The Clarity Act would spell out which U.S. regulator oversees different digital assets and set rules for trading platforms, custody, clearing and reporting.

A bill introduced in Congress would define how U.S. law treats different digital assets and set rules for trading platforms, custody, clearing and reporting. Lawmakers began committee-level review in the current congressional session and have signaled hearings to gather technical input from regulators, crypto exchanges, custody providers and industry groups.

Under the text being discussed, tokens would be classified using a functional test that looks at how a token is marketed and used rather than applying a single label. That classification would determine whether the Securities and Exchange Commission or the Commodity Futures Trading Commission has primary authority for a given token.

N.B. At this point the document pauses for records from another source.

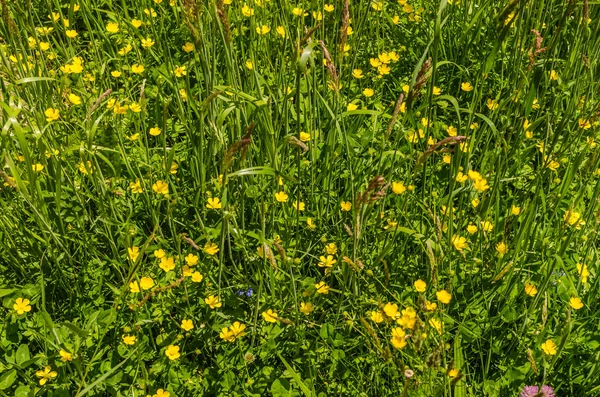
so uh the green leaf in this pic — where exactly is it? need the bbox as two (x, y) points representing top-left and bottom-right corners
(0, 369), (17, 390)
(16, 344), (30, 366)
(271, 378), (293, 396)
(15, 385), (32, 397)
(277, 353), (313, 397)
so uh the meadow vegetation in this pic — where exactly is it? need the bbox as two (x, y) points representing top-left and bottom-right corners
(1, 0), (600, 396)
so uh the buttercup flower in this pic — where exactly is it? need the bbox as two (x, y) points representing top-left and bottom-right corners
(165, 345), (181, 360)
(36, 366), (58, 385)
(262, 309), (278, 323)
(13, 298), (32, 314)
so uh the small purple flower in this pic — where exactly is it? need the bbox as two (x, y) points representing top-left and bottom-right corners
(245, 288), (253, 297)
(237, 289), (245, 296)
(520, 385), (555, 397)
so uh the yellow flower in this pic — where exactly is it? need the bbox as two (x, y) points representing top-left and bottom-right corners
(511, 205), (521, 215)
(549, 70), (558, 81)
(340, 201), (352, 211)
(207, 197), (222, 209)
(425, 301), (437, 311)
(569, 297), (583, 310)
(128, 246), (140, 262)
(318, 255), (336, 268)
(496, 242), (508, 256)
(230, 321), (247, 339)
(414, 279), (426, 292)
(452, 235), (467, 251)
(473, 178), (490, 191)
(140, 277), (155, 290)
(392, 181), (406, 194)
(383, 302), (399, 318)
(436, 290), (452, 304)
(390, 327), (406, 349)
(205, 295), (222, 309)
(292, 201), (305, 211)
(131, 64), (145, 74)
(325, 243), (337, 255)
(129, 102), (141, 113)
(347, 103), (358, 111)
(191, 271), (204, 282)
(256, 25), (270, 35)
(307, 217), (316, 230)
(45, 107), (60, 121)
(524, 283), (537, 297)
(182, 265), (193, 277)
(576, 263), (589, 283)
(455, 171), (468, 183)
(377, 64), (390, 76)
(220, 327), (234, 342)
(65, 29), (78, 38)
(36, 366), (58, 385)
(32, 163), (44, 172)
(541, 339), (557, 355)
(363, 88), (374, 97)
(59, 349), (73, 361)
(159, 256), (175, 272)
(152, 180), (169, 195)
(144, 8), (157, 17)
(578, 118), (592, 130)
(300, 302), (314, 315)
(141, 37), (155, 48)
(131, 19), (143, 28)
(315, 281), (329, 294)
(165, 345), (180, 360)
(448, 368), (459, 378)
(149, 126), (162, 136)
(154, 390), (170, 397)
(13, 298), (32, 314)
(106, 22), (119, 33)
(262, 309), (279, 323)
(324, 4), (334, 12)
(292, 7), (304, 16)
(111, 70), (122, 78)
(204, 242), (219, 255)
(242, 5), (254, 16)
(129, 180), (143, 193)
(429, 318), (443, 334)
(174, 65), (187, 77)
(68, 93), (81, 105)
(433, 86), (441, 95)
(245, 60), (254, 70)
(185, 254), (198, 266)
(461, 82), (473, 91)
(486, 99), (499, 110)
(129, 281), (140, 293)
(299, 131), (310, 142)
(181, 319), (194, 331)
(275, 191), (288, 202)
(352, 69), (364, 79)
(366, 310), (383, 323)
(122, 334), (137, 345)
(372, 1), (383, 11)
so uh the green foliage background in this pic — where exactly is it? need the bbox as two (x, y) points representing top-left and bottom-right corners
(1, 0), (600, 396)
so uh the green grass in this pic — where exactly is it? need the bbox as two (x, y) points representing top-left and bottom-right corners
(1, 0), (600, 396)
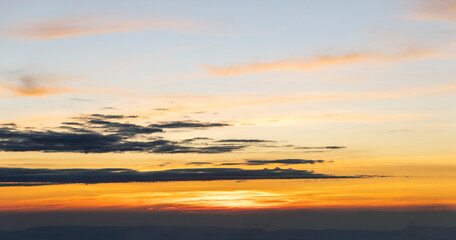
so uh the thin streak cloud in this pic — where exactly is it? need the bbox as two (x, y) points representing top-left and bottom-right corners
(2, 18), (198, 40)
(201, 50), (435, 76)
(219, 159), (326, 166)
(153, 82), (456, 113)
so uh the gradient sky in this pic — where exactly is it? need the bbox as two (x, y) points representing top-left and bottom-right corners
(0, 0), (456, 230)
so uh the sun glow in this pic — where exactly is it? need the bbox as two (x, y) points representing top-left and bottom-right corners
(160, 191), (290, 209)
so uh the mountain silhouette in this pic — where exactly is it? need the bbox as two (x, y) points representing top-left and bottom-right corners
(0, 225), (454, 240)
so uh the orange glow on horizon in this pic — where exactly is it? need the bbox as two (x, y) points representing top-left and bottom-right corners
(1, 176), (455, 213)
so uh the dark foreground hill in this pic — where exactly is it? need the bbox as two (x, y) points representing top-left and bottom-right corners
(0, 225), (454, 240)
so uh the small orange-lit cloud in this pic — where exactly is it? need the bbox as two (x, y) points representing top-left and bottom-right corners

The bill would create registration pathways for trading platforms and intermediaries. Registered venues would face market surveillance and anti-manipulation requirements, regular reporting obligations and standards similar to existing securities and commodities markets. Custody rules in the proposal would require segregation of customer assets, insurance or capital buffers and independent audits, along with recordkeeping obligations for custodians and broker-dealers.

Provisions under discussion include trade reporting and public price dissemination, standards for best execution and order handling for brokers, and frameworks for central clearing or settlement where netting could reduce systemic risk. Agencies would be instructed to coordinate on cross-cutting topics such as derivatives on tokens, stablecoin arrangements and cross-border transactions.

Sponsors included a phased timetable for agencies to issue implementing rules and for firms to meet new requirements. The bill would set transition periods for entities that must register or hold additional capital so they have time to comply. If passed by both chambers of Congress and signed by the president, the statute would apply across the United States and supersede existing agency guidance.

Supporters say the bill aims to reduce legal uncertainty that has limited institutional participation and complicated enforcement. Critics argue the requirements could raise costs for smaller firms, may not fit technologies that change rapidly and could push some trading and liquidity offshore.

The proposal follows a series of enforcement actions and litigation centered on whether specific tokens are securities. The Clarity Act is one of several legislative efforts addressing crypto, alongside separate proposals on stablecoin rules, tax reporting and investor protection.

The measure would affect retail and institutional investors, centralized exchanges, decentralized trading venues, market makers, custody providers and clearing agents. Expected obligations for custodians include asset segregation, insurance or capital reserves and third-party audits. Trading venues could face registration, routine reporting, surveillance systems to detect market abuse and requirements to disclose fees and execution quality.